Sunday, March 2, 2014

Insular Segregation


If we are to accept Wacquant’s argument that places like Pruitt-Igoe are part of the architecture of “the ghetto” as “prison” (and vice versa) then the ghetto obtains a representation of Foucault’s Panopticon with intentions of maximizing black imprisonment for capital. Wacquant’s argument exposes the intimate link between “the ghetto” and “the prison” as fraternal twins (not identical). In every aspect of “the ghetto” there is a policing eye always fixed on the habitants’ actions. 

Architecturally, public housing projects often resemble prisons with “’random searches, segregation, curfews, and resident counts – all familiar procedures of efficient prison management’” (107 (Miller, 1997: 101). With families on welfare, the ‘necessity’ for government intervention is present. Management of financials, children, and lifestyle are taken on by the state. In this way the state enforces, with a seemingly hidden eye, “the disciplining of women from the lower class and caste [which] continues to operate primarily through the agencies of the social arm of the American state (namely, welfare and workfare)” (Note 1, p. 121). The state, just as in the Pruitt-Igoe case seems to lurk about so much so that parents educate their children on how to react when the state comes to ‘inspect’ (Freidrichs). Similarly the education systems that are in “the ghettos” operate “in the manner of institutions of confinement whose primary mission is not to educate but to ensure ‘custody and control’” (108). With this notion, Wacquant’s argument exposes that the future, the children of people (especially of color) who live in “the ghettos” lack a mainstreamed social education and are instead indoctrinated into a penal system. Instead of trained teachers, equipment, operational bathroom facilities, and textbooks schools in such areas fund “for more weapon scanners, cameras, emergency telephones, sign-in desks, and security personnel, whose duty is to repel unwanted intruders from the outside and hem students inside the school’s walls” (108). The dearth of rudimentary education for children in “the ghettos” and the immersion into a world of possibility of violence, being keenly watched, and lack of facility mirror the Panopticon. 

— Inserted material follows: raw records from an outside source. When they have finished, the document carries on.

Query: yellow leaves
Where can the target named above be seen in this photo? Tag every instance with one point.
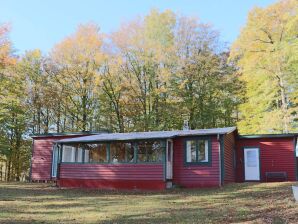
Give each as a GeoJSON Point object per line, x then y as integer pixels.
{"type": "Point", "coordinates": [81, 48]}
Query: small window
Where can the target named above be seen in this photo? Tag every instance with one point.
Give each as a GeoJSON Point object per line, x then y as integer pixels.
{"type": "Point", "coordinates": [68, 153]}
{"type": "Point", "coordinates": [197, 151]}
{"type": "Point", "coordinates": [150, 151]}
{"type": "Point", "coordinates": [79, 155]}
{"type": "Point", "coordinates": [121, 152]}
{"type": "Point", "coordinates": [96, 153]}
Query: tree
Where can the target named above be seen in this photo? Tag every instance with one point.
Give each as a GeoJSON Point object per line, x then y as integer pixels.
{"type": "Point", "coordinates": [266, 53]}
{"type": "Point", "coordinates": [78, 59]}
{"type": "Point", "coordinates": [204, 83]}
{"type": "Point", "coordinates": [146, 65]}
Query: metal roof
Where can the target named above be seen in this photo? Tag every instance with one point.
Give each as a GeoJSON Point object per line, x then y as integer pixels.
{"type": "Point", "coordinates": [147, 135]}
{"type": "Point", "coordinates": [68, 134]}
{"type": "Point", "coordinates": [268, 136]}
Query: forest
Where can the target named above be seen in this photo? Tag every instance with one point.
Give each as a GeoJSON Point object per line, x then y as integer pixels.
{"type": "Point", "coordinates": [154, 73]}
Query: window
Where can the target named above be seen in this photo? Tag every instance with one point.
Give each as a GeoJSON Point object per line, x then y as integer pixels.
{"type": "Point", "coordinates": [150, 151]}
{"type": "Point", "coordinates": [68, 153]}
{"type": "Point", "coordinates": [121, 152]}
{"type": "Point", "coordinates": [198, 151]}
{"type": "Point", "coordinates": [79, 157]}
{"type": "Point", "coordinates": [96, 153]}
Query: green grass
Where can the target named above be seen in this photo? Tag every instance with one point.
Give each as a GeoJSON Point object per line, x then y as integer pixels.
{"type": "Point", "coordinates": [235, 203]}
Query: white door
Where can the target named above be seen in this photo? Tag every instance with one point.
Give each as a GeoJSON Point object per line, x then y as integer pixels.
{"type": "Point", "coordinates": [251, 164]}
{"type": "Point", "coordinates": [169, 159]}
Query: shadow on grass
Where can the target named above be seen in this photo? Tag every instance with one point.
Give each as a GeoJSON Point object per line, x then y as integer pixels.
{"type": "Point", "coordinates": [232, 203]}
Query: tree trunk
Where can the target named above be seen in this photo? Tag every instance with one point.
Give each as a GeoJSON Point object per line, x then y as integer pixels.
{"type": "Point", "coordinates": [284, 104]}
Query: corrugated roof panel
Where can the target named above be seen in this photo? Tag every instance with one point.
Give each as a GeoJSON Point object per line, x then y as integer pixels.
{"type": "Point", "coordinates": [147, 135]}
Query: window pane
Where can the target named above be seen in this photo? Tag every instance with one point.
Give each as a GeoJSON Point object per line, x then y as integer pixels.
{"type": "Point", "coordinates": [80, 155]}
{"type": "Point", "coordinates": [203, 150]}
{"type": "Point", "coordinates": [68, 153]}
{"type": "Point", "coordinates": [150, 151]}
{"type": "Point", "coordinates": [121, 152]}
{"type": "Point", "coordinates": [86, 156]}
{"type": "Point", "coordinates": [191, 151]}
{"type": "Point", "coordinates": [142, 152]}
{"type": "Point", "coordinates": [129, 152]}
{"type": "Point", "coordinates": [97, 152]}
{"type": "Point", "coordinates": [117, 152]}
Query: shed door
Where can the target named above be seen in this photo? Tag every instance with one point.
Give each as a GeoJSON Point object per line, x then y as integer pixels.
{"type": "Point", "coordinates": [251, 164]}
{"type": "Point", "coordinates": [169, 159]}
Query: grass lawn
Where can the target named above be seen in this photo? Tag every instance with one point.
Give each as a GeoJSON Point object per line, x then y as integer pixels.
{"type": "Point", "coordinates": [235, 203]}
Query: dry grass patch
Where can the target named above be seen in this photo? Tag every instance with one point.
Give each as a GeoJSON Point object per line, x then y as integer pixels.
{"type": "Point", "coordinates": [235, 203]}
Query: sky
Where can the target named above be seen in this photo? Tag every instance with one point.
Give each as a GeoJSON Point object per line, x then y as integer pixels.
{"type": "Point", "coordinates": [43, 23]}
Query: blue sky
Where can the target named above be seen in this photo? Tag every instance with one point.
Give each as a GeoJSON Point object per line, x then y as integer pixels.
{"type": "Point", "coordinates": [41, 24]}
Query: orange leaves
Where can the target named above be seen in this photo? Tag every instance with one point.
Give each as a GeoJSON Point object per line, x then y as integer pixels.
{"type": "Point", "coordinates": [5, 47]}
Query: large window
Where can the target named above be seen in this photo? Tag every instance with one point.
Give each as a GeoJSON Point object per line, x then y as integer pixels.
{"type": "Point", "coordinates": [115, 152]}
{"type": "Point", "coordinates": [198, 151]}
{"type": "Point", "coordinates": [121, 152]}
{"type": "Point", "coordinates": [150, 151]}
{"type": "Point", "coordinates": [96, 153]}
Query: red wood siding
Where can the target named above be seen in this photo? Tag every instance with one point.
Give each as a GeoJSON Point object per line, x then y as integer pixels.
{"type": "Point", "coordinates": [229, 147]}
{"type": "Point", "coordinates": [195, 175]}
{"type": "Point", "coordinates": [41, 161]}
{"type": "Point", "coordinates": [112, 171]}
{"type": "Point", "coordinates": [113, 184]}
{"type": "Point", "coordinates": [112, 176]}
{"type": "Point", "coordinates": [276, 155]}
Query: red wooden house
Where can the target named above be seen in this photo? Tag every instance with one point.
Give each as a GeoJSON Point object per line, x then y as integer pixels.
{"type": "Point", "coordinates": [161, 159]}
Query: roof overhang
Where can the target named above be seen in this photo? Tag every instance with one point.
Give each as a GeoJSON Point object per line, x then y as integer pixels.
{"type": "Point", "coordinates": [268, 136]}
{"type": "Point", "coordinates": [147, 135]}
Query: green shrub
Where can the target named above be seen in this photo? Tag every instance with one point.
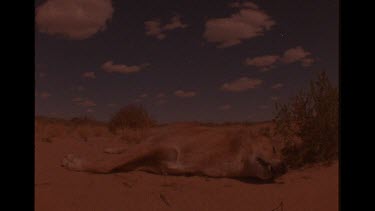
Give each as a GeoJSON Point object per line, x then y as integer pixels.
{"type": "Point", "coordinates": [130, 117]}
{"type": "Point", "coordinates": [311, 118]}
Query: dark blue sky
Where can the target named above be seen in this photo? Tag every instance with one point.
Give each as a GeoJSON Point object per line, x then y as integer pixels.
{"type": "Point", "coordinates": [185, 59]}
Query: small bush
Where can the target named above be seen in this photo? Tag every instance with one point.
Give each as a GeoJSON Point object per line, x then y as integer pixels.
{"type": "Point", "coordinates": [130, 117]}
{"type": "Point", "coordinates": [309, 124]}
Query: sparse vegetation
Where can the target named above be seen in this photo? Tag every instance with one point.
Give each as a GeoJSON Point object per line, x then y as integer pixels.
{"type": "Point", "coordinates": [130, 117]}
{"type": "Point", "coordinates": [309, 124]}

The economic and class aspects are interwoven in Wacquant’s theses as they are irrevocable from the complex problems surrounding the racialization of criminality, punishment, and penal systems in America. Too, the maximization of black labor for capital has been transfigured into a different type of labor for capital. “Denied access to valued cultural capital” (119), being subject to reimbursement to prisons, exclusion “from social redistribution and public aid” (119), (et al) promote an enclosed, circular economy between the penal system and minorities that live in “the ghettos”. The denial of opportunity for grants to educate one’s self, to pay off loans, to work, to eat, to shelter one’s self creates an insulated economy between “the ghettos” and “prisons” because this denied access excluded such people from society.